A common concern is that if you tell your partner something doesn’t feel good — or something else would feel better — they’ll feel attacked. But if they care about your pleasure, they’ll be happy to hear how to help you feel it. In the moment, it can be hard to figure out what exactly you want, so it can be helpful to talk after the fact about what you enjoyed, what you could do without, and what you’d like to try next time. And if you don’t have an orgasm, don’t feel pressure to pretend to have one. Think of orgasming not as your responsibility but as a fun goal to work toward with your partner(s), together.
Lube is your friend.
Using lube sometimes gets a bad rap as a sign that you’re not turned on enough, but even if you and your body are saying “OK, let’s do this!” a little lube can make sex so much more pleasurable. Another benefit of using a water- or silicone-based lube with a condom (avoid oil-based lube, which can degrade latex) is that less friction means the condom is less likely to tear.
Your partner’s penis might not do everything the two of you want.

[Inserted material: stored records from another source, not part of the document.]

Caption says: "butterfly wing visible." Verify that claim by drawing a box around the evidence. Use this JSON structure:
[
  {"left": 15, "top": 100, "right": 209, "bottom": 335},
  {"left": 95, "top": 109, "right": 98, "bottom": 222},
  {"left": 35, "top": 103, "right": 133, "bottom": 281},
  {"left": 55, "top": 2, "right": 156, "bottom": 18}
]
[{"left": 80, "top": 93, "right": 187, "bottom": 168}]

Whether premature ejaculation, a limp penis, or inability to orgasm strike, it doesn’t mean something is wrong with your partner or you failed them somehow. Comfort with a new partner often takes time and communication, and that goes for both men and women.
Temper your expectations.
Teen movies and TV shows sold us a pretty unrealistic vision of what having sex for the first time looks like. It’s always perfectly choreographed and mood-lit and romantic, and ends in an implied simultaneous orgasm. As if. Don’t expect fireworks the first time you have sex — sex is messy and human and flawed and often awkward whether it’s your first time or your thousandth. It’s the practice and the exploration that make sex fun.
A version of this article was published in April 2014.